1. Memory Allocation:

• The function returns an array of strings, so we first allocate memory for the array result that will hold the strings.
• Each string requires memory allocation separately. Since the maximum string length is 8 characters (for "FizzBuzz") plus 1 for the null terminator (\0), we allocate space for each string using malloc(9 * sizeof(char)).

2. FizzBuzz Logic:

• For each number from 1 to n, we check:
  • If the number is divisible by both 3 and 5, we assign "FizzBuzz".
  • If it's divisible by only 3, we assign "Fizz".
  • If it's divisible by only 5, we assign "Buzz".
  • Otherwise, we convert the number to a string using snprintf and store it in the array.

3. Returning the Result:

• The function returns the result array, and the size of the array (n) is returned through the returnSize pointer.
• The main function demonstrates how to call this function and free the allocated memory properly.

Code:

/**
 * Note: The returned array must be malloced, assume caller calls free().
 */
char** fizzBuzz(int n, int* returnSize) {
    *returnSize = n;
    char** result = (char**)malloc(n * sizeof(char*)); // Allocate memory for the result array

    for (int i = 1; i <= n; i++) {
        result[i - 1] = (char*)malloc(9 * sizeof(char)); // Allocate memory for each string (maximum length is 8 for "FizzBuzz" + 1 for '\0')

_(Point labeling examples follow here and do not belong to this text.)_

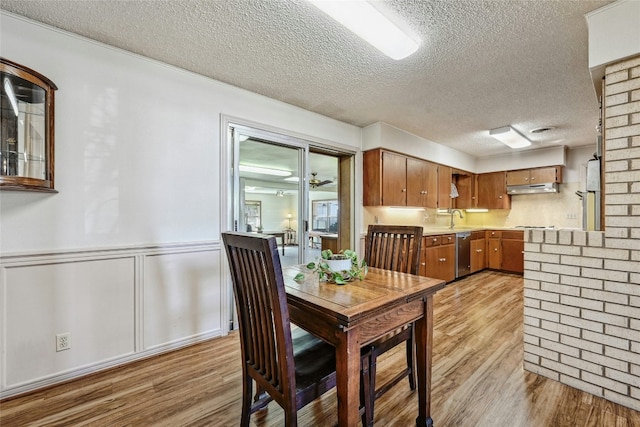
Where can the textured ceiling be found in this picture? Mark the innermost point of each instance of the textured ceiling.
(481, 65)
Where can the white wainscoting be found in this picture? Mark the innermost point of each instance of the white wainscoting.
(118, 305)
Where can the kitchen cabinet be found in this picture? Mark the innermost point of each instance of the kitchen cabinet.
(534, 176)
(478, 251)
(492, 191)
(512, 242)
(505, 250)
(467, 190)
(444, 187)
(494, 253)
(385, 178)
(392, 179)
(437, 258)
(422, 183)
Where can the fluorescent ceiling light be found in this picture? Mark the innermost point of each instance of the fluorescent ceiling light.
(12, 96)
(265, 171)
(367, 22)
(509, 136)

        if (i % 3 == 0 && i % 5 == 0) {
            strcpy(result[i - 1], "FizzBuzz");
        } else if (i % 3 == 0) {
            strcpy(result[i - 1], "Fizz");
        } else if (i % 5 == 0) {
            strcpy(result[i - 1], "Buzz");
        } else {
            snprintf(result[i - 1], 9, "%d", i); // Convert the integer to a string
        }
    }

    return result;
}